E-waste endangers 40,000 based on new study
More than 200 million people worldwide are at risk from exposure to toxic pollution in developing countries, according to two environmental groups that recently published a list of the world’s most polluted places.
A U.S.-based environmental group, Blacksmith Institute and Green Cross Switzerland published a top 10 list of the "World's Worst Polluted Places" based on more than 2,000 risk assessments at contaminated sites in 49 countries. This is the first report of its kind since 2007.
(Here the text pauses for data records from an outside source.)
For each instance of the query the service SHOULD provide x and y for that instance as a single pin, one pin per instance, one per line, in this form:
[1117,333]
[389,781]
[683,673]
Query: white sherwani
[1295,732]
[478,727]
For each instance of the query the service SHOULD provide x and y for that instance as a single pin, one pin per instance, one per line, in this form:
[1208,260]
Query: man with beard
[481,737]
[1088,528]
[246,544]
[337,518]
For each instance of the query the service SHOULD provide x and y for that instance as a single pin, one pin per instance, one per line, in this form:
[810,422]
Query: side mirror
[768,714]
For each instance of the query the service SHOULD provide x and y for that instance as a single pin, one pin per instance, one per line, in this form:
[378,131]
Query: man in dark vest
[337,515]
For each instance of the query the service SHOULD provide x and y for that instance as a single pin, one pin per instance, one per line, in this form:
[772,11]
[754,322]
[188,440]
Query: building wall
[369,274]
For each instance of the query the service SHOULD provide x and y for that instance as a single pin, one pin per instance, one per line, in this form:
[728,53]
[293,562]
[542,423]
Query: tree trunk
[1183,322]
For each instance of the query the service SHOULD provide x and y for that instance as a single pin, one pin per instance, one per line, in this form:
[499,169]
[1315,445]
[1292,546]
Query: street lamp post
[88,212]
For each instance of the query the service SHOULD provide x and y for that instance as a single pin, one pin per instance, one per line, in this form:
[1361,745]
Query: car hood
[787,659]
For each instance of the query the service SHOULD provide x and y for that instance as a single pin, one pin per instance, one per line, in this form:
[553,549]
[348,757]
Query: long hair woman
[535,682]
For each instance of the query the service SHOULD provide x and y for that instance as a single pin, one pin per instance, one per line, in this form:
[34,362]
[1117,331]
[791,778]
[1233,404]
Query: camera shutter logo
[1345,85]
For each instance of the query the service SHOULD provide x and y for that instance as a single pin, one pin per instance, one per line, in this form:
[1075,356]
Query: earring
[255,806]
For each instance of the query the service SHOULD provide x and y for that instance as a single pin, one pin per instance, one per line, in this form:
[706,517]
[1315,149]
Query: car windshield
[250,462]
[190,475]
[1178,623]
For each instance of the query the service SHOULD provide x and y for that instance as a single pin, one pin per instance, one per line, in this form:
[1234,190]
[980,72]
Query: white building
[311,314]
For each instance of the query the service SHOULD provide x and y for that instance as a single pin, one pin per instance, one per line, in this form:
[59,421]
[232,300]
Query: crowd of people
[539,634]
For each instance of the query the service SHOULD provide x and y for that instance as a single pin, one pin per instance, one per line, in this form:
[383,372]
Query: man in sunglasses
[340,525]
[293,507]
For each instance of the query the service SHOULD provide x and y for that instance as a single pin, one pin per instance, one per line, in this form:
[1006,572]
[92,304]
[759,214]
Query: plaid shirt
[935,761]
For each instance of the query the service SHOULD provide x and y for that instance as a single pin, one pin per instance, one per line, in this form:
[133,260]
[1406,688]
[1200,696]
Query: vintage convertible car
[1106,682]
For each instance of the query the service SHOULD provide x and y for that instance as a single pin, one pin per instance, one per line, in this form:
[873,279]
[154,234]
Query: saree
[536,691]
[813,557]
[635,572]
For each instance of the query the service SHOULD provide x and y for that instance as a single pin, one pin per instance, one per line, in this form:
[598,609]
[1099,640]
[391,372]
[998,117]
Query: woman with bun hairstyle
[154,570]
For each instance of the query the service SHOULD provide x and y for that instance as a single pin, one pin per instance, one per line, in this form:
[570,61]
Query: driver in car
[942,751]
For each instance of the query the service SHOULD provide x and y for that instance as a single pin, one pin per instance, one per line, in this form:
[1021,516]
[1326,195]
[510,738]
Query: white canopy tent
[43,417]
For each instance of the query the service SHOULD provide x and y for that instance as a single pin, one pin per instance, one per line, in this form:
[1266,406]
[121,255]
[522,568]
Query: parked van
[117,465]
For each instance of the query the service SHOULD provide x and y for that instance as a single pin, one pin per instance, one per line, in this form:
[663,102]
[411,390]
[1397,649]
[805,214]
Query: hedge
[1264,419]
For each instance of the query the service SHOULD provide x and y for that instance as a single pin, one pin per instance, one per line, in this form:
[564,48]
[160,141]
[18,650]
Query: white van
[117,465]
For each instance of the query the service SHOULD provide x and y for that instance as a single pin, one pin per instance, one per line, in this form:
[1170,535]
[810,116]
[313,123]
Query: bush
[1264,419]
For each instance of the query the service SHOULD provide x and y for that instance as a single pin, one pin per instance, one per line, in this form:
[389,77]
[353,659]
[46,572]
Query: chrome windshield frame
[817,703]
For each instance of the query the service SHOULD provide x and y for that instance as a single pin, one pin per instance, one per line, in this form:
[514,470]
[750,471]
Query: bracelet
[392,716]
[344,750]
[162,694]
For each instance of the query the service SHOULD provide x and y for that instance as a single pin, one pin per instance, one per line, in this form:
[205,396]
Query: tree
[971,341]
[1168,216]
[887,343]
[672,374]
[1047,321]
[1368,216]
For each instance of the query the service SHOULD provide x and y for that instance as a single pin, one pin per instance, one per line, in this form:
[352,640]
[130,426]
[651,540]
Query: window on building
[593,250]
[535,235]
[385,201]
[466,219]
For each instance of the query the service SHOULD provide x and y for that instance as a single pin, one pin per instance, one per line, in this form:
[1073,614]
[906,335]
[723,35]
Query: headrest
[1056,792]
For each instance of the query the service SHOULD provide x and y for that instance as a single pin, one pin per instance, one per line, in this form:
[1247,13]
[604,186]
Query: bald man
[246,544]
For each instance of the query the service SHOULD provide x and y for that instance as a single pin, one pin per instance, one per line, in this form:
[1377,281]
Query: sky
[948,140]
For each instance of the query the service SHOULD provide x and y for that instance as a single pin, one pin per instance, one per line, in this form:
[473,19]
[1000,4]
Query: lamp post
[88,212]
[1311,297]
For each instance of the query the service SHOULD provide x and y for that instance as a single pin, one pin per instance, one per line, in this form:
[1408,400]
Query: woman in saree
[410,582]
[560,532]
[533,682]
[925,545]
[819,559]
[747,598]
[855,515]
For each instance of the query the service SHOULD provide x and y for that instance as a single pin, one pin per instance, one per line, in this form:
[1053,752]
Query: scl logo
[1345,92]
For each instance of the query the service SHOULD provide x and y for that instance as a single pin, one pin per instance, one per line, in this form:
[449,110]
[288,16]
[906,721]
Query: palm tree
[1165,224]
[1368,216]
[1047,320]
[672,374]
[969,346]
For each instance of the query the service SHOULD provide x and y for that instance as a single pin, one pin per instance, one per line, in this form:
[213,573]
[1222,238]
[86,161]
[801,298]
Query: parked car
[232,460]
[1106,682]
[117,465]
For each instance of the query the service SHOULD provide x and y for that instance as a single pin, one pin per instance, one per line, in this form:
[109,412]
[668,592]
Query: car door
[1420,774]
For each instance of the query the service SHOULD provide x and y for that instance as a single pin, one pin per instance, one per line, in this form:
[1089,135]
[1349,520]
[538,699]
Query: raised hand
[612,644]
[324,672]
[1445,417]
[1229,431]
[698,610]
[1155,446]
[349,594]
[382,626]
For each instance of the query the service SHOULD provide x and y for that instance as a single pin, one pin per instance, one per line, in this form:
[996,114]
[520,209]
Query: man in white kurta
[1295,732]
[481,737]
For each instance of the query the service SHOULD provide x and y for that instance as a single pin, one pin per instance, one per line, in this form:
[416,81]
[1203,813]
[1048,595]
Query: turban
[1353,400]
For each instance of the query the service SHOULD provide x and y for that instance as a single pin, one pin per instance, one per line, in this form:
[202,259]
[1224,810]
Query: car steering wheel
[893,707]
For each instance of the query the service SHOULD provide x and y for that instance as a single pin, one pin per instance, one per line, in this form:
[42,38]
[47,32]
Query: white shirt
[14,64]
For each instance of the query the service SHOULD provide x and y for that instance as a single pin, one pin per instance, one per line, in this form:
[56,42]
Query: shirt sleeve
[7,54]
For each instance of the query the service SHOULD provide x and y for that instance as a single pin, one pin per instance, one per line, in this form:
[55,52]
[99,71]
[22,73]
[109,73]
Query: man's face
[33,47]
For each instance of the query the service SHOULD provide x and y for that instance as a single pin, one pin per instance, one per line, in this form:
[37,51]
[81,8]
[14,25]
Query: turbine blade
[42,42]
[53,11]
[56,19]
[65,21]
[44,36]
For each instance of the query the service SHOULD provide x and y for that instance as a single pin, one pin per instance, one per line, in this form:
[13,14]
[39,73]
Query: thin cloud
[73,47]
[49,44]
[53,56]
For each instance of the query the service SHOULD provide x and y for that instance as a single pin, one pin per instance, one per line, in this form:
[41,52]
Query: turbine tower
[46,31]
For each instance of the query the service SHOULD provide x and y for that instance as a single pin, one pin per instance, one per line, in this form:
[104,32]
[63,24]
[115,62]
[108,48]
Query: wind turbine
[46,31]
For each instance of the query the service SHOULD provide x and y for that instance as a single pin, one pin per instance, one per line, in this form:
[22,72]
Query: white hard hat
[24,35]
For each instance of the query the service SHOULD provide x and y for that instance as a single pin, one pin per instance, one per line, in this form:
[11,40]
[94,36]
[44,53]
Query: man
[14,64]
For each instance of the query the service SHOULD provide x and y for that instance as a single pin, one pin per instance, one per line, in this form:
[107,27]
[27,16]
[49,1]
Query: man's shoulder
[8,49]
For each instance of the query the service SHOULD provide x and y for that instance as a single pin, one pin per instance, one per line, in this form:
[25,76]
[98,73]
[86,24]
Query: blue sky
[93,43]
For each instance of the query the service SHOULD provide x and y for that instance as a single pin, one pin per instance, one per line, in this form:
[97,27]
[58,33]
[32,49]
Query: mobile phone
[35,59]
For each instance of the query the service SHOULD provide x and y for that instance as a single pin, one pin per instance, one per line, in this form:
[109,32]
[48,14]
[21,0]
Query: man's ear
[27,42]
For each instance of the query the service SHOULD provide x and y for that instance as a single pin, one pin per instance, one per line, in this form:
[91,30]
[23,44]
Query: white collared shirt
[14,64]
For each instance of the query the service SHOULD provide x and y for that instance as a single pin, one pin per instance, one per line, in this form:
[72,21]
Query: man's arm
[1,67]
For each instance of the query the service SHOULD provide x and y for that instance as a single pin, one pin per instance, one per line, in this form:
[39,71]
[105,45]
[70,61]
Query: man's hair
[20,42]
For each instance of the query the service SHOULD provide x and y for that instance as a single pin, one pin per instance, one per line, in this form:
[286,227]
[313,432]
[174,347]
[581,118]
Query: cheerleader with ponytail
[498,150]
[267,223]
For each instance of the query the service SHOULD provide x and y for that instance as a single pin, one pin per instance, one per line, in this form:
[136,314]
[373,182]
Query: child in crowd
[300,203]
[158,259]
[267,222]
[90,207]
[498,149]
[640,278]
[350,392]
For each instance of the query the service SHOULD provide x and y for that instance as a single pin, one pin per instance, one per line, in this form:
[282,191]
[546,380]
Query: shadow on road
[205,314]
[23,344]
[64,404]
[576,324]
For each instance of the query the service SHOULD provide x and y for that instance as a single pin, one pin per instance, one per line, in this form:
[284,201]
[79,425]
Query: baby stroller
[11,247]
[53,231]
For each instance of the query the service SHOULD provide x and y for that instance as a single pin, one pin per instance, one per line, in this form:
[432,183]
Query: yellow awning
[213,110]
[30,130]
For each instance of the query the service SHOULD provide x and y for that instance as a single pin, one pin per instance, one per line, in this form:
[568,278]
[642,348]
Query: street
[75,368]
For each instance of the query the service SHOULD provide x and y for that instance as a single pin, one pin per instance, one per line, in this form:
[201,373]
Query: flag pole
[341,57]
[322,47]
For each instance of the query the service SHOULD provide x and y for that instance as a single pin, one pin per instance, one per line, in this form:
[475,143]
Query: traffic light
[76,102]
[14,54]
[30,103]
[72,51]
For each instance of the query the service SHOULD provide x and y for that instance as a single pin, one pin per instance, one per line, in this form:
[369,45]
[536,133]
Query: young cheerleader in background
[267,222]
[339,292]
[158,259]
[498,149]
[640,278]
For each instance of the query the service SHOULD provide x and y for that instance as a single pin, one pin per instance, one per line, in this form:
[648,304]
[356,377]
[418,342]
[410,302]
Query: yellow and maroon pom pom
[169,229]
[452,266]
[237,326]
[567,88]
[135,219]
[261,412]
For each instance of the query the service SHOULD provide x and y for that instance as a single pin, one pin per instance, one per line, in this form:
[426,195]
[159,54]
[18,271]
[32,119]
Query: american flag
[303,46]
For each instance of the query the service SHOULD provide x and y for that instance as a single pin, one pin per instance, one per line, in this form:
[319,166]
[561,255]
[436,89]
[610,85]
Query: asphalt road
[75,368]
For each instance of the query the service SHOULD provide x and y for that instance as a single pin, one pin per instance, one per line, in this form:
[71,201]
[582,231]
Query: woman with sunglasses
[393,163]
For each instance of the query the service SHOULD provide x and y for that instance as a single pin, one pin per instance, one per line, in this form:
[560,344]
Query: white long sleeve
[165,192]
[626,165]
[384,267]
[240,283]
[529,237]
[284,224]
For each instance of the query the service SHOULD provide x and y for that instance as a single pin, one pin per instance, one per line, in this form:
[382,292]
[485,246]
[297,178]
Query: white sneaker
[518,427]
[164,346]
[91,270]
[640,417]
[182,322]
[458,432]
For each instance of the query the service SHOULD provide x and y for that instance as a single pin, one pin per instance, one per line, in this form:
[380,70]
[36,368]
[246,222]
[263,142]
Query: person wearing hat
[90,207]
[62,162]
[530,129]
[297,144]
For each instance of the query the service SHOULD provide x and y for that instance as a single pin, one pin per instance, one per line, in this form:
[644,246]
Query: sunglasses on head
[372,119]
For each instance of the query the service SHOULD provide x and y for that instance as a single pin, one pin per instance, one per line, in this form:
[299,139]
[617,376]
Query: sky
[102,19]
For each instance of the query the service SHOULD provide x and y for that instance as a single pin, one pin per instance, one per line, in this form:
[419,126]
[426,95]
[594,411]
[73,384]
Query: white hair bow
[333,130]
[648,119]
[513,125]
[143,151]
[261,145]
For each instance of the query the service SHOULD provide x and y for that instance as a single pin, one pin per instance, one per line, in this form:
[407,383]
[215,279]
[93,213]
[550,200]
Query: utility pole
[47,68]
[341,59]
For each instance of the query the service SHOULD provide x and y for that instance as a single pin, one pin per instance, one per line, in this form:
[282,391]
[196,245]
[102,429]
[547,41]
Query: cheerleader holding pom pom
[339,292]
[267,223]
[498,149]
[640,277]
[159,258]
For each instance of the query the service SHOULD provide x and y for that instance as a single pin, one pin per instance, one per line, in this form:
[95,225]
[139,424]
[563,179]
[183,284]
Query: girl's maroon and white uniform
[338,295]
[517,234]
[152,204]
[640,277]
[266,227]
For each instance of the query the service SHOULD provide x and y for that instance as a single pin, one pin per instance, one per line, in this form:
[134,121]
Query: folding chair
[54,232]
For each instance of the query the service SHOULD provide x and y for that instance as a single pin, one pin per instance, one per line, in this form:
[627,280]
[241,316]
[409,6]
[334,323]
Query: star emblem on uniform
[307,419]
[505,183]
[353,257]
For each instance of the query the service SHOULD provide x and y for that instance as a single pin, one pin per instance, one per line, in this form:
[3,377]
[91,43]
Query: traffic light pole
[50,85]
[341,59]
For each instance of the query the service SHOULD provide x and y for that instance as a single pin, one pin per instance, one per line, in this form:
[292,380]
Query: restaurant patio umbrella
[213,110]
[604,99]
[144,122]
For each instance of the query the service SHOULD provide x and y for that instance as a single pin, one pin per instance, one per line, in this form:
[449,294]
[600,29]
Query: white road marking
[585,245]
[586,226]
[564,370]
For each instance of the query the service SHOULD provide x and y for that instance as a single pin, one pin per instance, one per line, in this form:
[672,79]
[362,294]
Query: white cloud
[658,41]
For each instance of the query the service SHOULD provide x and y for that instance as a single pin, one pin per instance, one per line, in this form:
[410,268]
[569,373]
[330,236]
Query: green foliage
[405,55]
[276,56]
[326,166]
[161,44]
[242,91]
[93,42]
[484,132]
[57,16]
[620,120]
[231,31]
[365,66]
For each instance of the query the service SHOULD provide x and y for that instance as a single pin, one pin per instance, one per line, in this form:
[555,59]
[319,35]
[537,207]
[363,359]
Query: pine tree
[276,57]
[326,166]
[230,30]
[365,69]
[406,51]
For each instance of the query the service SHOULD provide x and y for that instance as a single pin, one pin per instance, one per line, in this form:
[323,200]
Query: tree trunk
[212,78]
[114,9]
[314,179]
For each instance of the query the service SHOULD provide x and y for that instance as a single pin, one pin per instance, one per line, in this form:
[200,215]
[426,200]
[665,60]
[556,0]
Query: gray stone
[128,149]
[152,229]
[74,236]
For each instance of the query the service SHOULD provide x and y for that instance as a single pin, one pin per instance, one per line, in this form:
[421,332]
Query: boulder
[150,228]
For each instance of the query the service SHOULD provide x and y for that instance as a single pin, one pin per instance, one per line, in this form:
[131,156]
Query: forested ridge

Six years ago, Chinese and Indian areas dominated the list, but because of successful clean-up efforts, the two countries have completely evaded this year’s list.
The World's Worst Polluted Places in 2013 (unranked)
- Agbogbloshie Dumpsite, Ghana
- Chernobyl, Ukraine*
- Citarum River, Indonesia
- Dzershinsk, Russia*
- Hazaribagh, Bangladesh
- Kabwe, Zambia*
- Kalimantan, Indonesia
- Matanza Riachuelo, Argentina
- Niger River Delta, Nigeria
- Norilsk, Russia*
*Included in the original 2006 or 2007 lists
Agbogbloshie, located in Ghana’s capital, was a new addition to the list. It is the second largest e-waste processing area in West Africa, importing about 215,000 tons of e-waste from abroad each year. This number is expected to double by 2020, according to the report.
The composition of electronic waste requires a high level of skill and resources to recycle it safely. E-waste processors in Agbogbloshie are threatening the public health by burning cables to recover the copper inside. The toxic metals, such as lead, contained in these cables can migrate through smoke and can seep into the soil.
In Agbogbloshie, soil samples show concentrations of lead that are 45 times greater than the acceptable level. The report gives a conservative estimate of the people affected as more than 40,000; however, they believe a more in-depth analysis would show that as many as 250,000 individuals may be at risk.